Vapor–liquid equilibrium measurements and correlations for the binary mixture of difluoromethane + isobutane and the ternary mixture of propane + isobutane + difluoromethane

Abstract

Hydrocarbons such as propane (R-290), n-butane (R-600), and isobutane (R-600a) are expected candidates for CFC, HCFC, and HFC alternative working fluids for refrigerators and heat pump systems. Hydrocarbons (HCs) are environmentally acceptable refrigerants; however, most HCs have the problem of flammability. In order to maintain the safety of home refrigerators and air-conditioners, mixing a small amount of HFCs with HCs may be effective.

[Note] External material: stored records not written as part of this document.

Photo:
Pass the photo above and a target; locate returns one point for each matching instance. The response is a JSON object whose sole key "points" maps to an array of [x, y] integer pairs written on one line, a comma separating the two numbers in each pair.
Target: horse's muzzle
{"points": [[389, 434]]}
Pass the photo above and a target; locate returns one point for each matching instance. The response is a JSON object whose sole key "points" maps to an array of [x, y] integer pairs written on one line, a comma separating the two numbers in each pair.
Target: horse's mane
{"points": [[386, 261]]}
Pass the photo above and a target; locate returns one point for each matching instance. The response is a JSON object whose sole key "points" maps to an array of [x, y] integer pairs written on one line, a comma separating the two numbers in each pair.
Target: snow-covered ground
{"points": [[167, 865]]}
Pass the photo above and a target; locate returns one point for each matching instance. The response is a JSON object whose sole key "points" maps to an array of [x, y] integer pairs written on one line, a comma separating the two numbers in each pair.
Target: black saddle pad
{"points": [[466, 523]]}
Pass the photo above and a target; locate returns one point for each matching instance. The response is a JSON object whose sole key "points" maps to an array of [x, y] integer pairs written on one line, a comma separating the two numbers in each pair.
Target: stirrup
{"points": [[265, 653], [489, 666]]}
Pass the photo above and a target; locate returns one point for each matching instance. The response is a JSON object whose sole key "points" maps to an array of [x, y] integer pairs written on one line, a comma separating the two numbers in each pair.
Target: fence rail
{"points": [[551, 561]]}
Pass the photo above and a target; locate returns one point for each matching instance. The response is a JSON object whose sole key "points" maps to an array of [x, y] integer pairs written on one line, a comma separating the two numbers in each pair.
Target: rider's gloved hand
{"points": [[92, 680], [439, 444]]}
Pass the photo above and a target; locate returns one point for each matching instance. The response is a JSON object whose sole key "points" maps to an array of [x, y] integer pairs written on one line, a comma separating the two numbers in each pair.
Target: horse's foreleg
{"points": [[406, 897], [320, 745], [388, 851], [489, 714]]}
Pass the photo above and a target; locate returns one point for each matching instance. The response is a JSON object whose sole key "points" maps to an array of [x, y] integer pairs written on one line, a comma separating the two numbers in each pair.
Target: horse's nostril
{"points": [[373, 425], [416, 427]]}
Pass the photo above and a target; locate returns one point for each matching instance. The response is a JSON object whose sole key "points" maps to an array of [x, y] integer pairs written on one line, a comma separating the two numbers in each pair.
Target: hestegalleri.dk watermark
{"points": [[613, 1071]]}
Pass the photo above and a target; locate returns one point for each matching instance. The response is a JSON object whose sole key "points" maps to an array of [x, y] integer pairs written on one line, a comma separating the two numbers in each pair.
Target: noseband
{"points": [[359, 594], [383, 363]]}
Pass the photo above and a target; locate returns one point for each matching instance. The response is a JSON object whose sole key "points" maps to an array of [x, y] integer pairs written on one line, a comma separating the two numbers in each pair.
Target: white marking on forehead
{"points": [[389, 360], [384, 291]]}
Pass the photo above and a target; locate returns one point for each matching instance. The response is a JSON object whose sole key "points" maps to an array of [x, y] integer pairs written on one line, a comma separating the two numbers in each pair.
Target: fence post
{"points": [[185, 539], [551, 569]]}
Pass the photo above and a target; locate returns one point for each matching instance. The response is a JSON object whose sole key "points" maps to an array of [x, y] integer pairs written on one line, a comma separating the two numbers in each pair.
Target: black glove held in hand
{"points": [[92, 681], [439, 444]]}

In our previous study, the vapor–liquid equilibrium (VLE) measurements for the binary mixtures of R-290 + R-600a and the difluoromethane (R-32) + R-290 have already been performed. This study measured the VLEs of the binary mixture of R-32 + R-600a and the ternary mixture of R-290 + R-600a + R-32. Based on the experimental data, the VLEs for three binary mixtures were correlated by using the cubic equations of state with the conventional mixing rule, and the appropriate binary interaction parameters were determined for each binary mixture. For the R-290 + R-600a and R-32 + R-290 mixtures, the correlations were successful. For the R-32 + R-600a mixture, however, because of a relatively high nonideality, the accuracy of correlation was less than that for the other two mixtures. By applying the mixing rule based on the excess Gibbs free energy model, the accuracy was well improved. Moreover, by using the binary interaction parameters for each binary mixture the prediction of the VLE for the R-290 + R-600a + R-32 mixture was tested, and predicted bubble-point pressures were compared with the experimental values. The accuracy of this prediction was at similar level to the VLE correlation for the R-32 + R-600a mixture.